Free access to essential medicines increases patient adherence to medication intake by 35% and reduces total health spending by an average of more than $ 1,000 per patient per year, according to a two-year study that checked the effects of providing patients with free and convenient access to a carefully selected set of medications.
The findings, published May 21 in PLOS Medicine, come as advocates urge Canada to chart a path to a single-payer public pharmacy. Canada is the only country with universal health care that does not have a universal health care program.
A group of researchers led by St. Michael’s of Health Unit Toronto recruited a total of 786 patients at nine Ontario primary care centers who reported cost-related non-adherence to medications. Most study participants were recruited from the Department of Family and Community Medicine in St. Louis. Michael and others were recruited from three rural locations. Participants were randomly divided into two groups: half received free medications by mail, the other half had regular access to medications.
Two years after the study, adherence to all appropriate prescribed medications was 35% higher in the free distribution group compared to the group that had regular access to medications. Free distribution of drugs also proved to reduce health care costs, including hospitalization, by an average of $ 1,222 per patient per year.
The cost savings are substantial, but they are less important than people who can simply afford to take life-saving medications. ”
Dr. Nav Persaud, Study Lead Author i Scientist, Li Ka Shing Institute of Knowledge, St. Michael
“This is the first study to offer people free access to a full set of medicines and hopefully it will be the last one needed before changing the policy,” said Dr Persaud, who is also a doctor at family at St. Michael.
In June 2019, the National Pharmacare Implementation Advisory Council recommended a single-payment universal public pharmacy, estimating that such a program would save Canada about $ 5 billion annually. The report cites a list of drugs such as the one used in the CLEAN Meds study as a “starting point” for determining which drugs all Canadians should have free access to.

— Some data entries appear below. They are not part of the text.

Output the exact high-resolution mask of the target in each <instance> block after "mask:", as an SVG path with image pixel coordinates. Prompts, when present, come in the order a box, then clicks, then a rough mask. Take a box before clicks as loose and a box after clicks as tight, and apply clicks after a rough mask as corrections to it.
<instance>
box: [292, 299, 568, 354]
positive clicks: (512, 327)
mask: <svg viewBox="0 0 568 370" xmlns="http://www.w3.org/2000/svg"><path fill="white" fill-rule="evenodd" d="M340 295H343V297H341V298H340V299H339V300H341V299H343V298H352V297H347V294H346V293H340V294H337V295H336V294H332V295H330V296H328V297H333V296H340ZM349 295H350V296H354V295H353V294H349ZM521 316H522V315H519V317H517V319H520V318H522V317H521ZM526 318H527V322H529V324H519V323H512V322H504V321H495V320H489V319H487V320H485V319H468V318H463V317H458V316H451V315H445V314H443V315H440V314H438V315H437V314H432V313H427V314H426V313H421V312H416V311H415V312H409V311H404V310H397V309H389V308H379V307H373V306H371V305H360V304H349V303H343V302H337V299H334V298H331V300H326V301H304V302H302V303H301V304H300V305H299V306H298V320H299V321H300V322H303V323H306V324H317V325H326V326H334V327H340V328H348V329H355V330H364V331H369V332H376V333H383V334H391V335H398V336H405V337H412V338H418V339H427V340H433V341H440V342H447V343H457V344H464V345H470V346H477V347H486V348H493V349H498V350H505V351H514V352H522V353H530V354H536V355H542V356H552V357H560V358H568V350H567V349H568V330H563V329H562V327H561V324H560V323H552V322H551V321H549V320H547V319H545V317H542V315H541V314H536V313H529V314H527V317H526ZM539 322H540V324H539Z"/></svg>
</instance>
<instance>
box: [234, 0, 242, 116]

The CLEAN Meds Trial focused on 128 essential medicines, adapted from the WHO model list of essential medicines and eliminating treatments that were not needed in Canada. The study’s medications included treatments for acute conditions, such as antibiotics and painkillers, as well as chronic conditions, such as antipsychotics and HIV-AIDS medications.
The document is the end result of the CLEAN Meds Trial. Preliminary trial results after one year of free medication indicated improved adherence, improvements in some health outcomes, and that the free distribution of essential medications led to a 160% increase in probability. that participants could reach two.